The seminar was attended by authorities from the Ministry of Health, the Ministry of Commerce and the Federation of Chambers and Industrial Associations of Central America and the Dominican Republic (Fecaica), which brings together more than 7 thousand companies from Guatemala, Honduras, El Salvador, Nicaragua, Costa Rica, Panama and the Dominican Republic.
The vice president of the CCIAP, Gabriel Barletta, said that in the country there are health problems that must be attacked through public and private sector partnerships, to create public health policies.
“We seek to contribute to the solution of the problems that affect our society in the field of health, where nutrition, lifestyles and education of our population are of special importance,” the leader said, recalling that, in this address, the nation has effective measures such as the regulation of cosmetics and medicines.

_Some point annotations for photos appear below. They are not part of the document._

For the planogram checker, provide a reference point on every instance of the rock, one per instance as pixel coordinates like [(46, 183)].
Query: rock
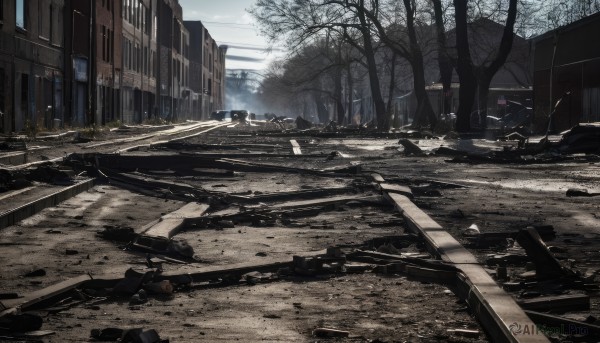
[(36, 273), (162, 287)]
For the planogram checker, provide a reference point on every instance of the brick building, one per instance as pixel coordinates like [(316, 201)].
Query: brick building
[(207, 71)]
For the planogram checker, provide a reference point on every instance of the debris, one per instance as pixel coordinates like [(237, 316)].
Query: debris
[(36, 273), (139, 298), (108, 334), (23, 322), (579, 192), (557, 304), (118, 234), (8, 296), (328, 332), (582, 138), (465, 333), (411, 148), (472, 230), (254, 278), (162, 287), (303, 124), (590, 331), (141, 336)]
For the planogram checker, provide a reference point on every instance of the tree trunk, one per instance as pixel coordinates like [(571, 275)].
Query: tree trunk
[(392, 86), (322, 111), (464, 68), (339, 104), (483, 90), (383, 121)]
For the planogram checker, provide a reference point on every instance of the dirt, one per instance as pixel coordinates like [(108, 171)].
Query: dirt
[(372, 307)]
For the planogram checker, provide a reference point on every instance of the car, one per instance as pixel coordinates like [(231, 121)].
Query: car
[(239, 115)]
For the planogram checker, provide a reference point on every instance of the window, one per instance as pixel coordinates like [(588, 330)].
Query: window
[(21, 15), (44, 20)]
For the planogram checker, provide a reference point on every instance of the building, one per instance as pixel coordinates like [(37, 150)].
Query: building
[(31, 64), (139, 68), (567, 65)]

At the same time, and for this same purpose, the bill that creates the General Directorate for the supply of medicines is under treatment in the National Assembly, with the purpose of buying and supplying medicines to the health centers of Panama.
This type of regulation tends to reduce the effect of non-communicable diseases (NCDs) in the population of Panama, where the Preventive Health Census revealed that poor diet and sedentary lifestyle have caused NCDs to be the cause of nearly 65% of Panamanians’s deaths. Of all the citizens registered so far, 43% suffer from obesity or overweight, 38% hyperlipidemia, 36% hypertension, 14% diabetes and 3.2% kidney disease.